With that last comment in mind, it should be pointed out that one of the interested stakeholders of a module view of a system is the project manager. Why? Because modules tend to be a great way to break up the system into chunks for project planning. Modules can be used as project milestones (“First, we’ll implement the user registration unit”), to show important interdependencies (“We can’t release this without the security unit, but we don’t need to hold up the big launch for our plug-ins.”), and to organize teams for parallel development (“We can have the GUI team work on the screens while the server team does the back end.”).

Modules can therefore be used to organize your work around teams, either in terms of parallel implementation, or in terms of specialized skill sets. In my case, we are not designing our modules around teams, but we are doing a bit of the opposite. We have assigned module ownership to different teams according to their specializations (business logic, infrastructure knowledge, GUI skills and so on). These teams don’t have exclusive ownership of those modules, but they do have the last word on the design of those modules and a responsibility to improve their code quality in general.

Software Lifecycle

As Joe Yoder pointed out in his excellent article “Big Ball of Mud”, one of the original inspirations for modularization was the need for what he calls “Shearing Layers”. If there is one part of the code that changes frequently, but is used by a lot of other code, there is a natural tendency to want to protect the dependent code from these changes. The tendency is to create a façade, some kind of stable interface that provides the encapsulation needed to reduce the impact of changes to the more volatile areas of the application. Modules are a natural approach to providing this type of encapsulation.
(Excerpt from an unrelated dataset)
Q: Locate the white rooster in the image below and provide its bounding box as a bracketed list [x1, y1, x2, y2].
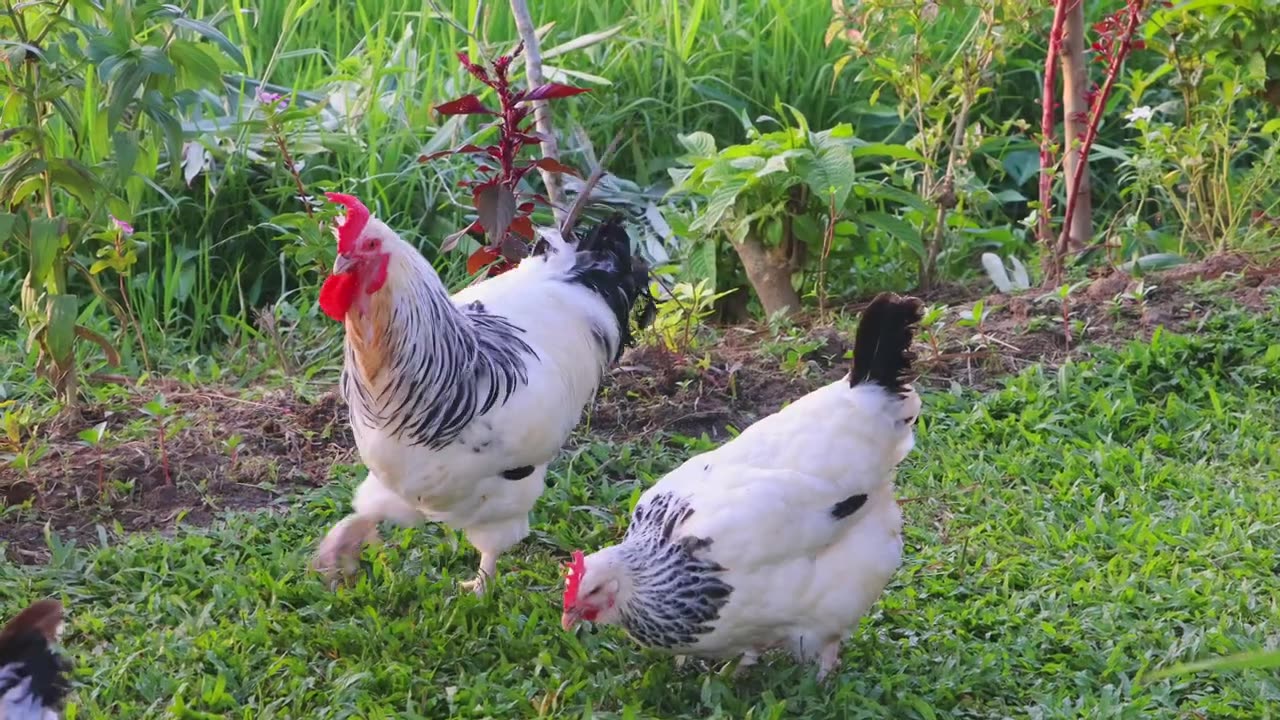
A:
[312, 193, 648, 593]
[0, 600, 70, 720]
[561, 293, 922, 682]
Sometimes different areas of code may have a totally different lifecycle from one another. I have seen applications where it is possible that different parts of the system may be released on totally different schedules. This is more comment in component-based systems, or “pluggable” platforms. But even applications which are designed to accept production patches to certain parts of the system might benefit from a proper organization of their modules.

Conclusion

In software architecture circles, the “module view” on a system is considered one of the primary aspects that must be considered by the architect. Anyone who is involved in designing or implementing a software application one way or another has to make decisions regarding the organization of their code. Yet rarely have I seen concise guidelines in a practical sense. I’ve tried to codify here some of my thinking on the subject, including the principles I used on my own project. I hope you find it useful, and I’d be happy to hear some of your thoughts on the matter as well.